Po godzinie prąd stawał się być lżejszy, a poziom wody niewiele niższy. Patrick (katechista) podwinął nogawki i zaczął powoli przekraczać rzekę. Wody było niewiele ponad kolana, lecz prąd sprawiał, że woda uderzała i sięgała prawie po pas. Piaszczyste podłoże sprawiało, że ryzykowaliśmy. Jest godzina 16.30 i wciąż daleka droga do domu – postanowiliśmy zaryzykować. Kazałem wszystkim się trzymać jak najmocniej, włączyłem Low 4 Will (Wolne i bardzo silne przełożenie na 4 koła), drugi bieg i lekki rozpęd. Z siłą uderzyłem w wodę, zwiększyłem obroty silnika i w połowie koła samochodu zakopały się w piasku – ani do przodu, ani do tyłu. Zatrzymałem się w połowie porywistej rzeki, woda uderzała o drzwi z mojej strony (prawej) i zaczęła podmywać piasek spod kół – koła z prawej strony zaczęły powolutku zagrzebywać się w piasku.
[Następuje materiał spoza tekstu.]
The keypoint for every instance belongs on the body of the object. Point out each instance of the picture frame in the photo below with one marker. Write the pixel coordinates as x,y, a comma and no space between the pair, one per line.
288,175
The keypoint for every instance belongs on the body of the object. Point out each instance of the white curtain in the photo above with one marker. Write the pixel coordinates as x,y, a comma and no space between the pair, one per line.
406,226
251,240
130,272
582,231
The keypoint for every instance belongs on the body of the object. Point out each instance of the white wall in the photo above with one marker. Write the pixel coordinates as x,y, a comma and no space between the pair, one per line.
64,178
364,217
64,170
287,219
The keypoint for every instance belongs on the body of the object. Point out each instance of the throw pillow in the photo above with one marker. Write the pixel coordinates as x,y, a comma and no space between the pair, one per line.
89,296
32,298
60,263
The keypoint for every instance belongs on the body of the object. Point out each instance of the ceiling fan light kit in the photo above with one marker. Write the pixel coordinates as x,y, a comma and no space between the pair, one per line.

W głowie od razu miałem obraz naszego samochodu pogrzebanego przez rzekę w piachu. Otworzyłem drzwi z mojej strony, lecz od razu woda zaczęła wdzierać się do środka. Przeskoczyłem na stronę pasażera i wyszedłem z samochodu. Krzyknąłem do wszystkich, aby przynosili kamienie i wrzucali pod koła. Biegałem na brzeg zbierając durze kamienie i do wody, aby umieścić kamienie pod koła. Przy kołach woda podmyła piach i sięgała już po pas. Przemoczony wskoczyłem powrotem do samochodu, wrzuciłem High 4 Will (Szybkie i silne przełożenie na 4 koła), pierwszy bieg i zwiększyłem obroty. Samochód drgnął. Wrzuciłem wsteczny, samochód powoli zaczął się wyczołgiwać z wody – po chwili stanąłem na brzegu. Otworzyłem drzwi, woda wypłynęła z samochodu, ja zaś odetchnąłem z uśmiechem na twarzy. Choć byliśmy wszyscy mokrzy i przemarznięci, byliśmy szczęśliwi, że samochód uratowany i nie musimy spędzać całej nocy na odkopywaniu go.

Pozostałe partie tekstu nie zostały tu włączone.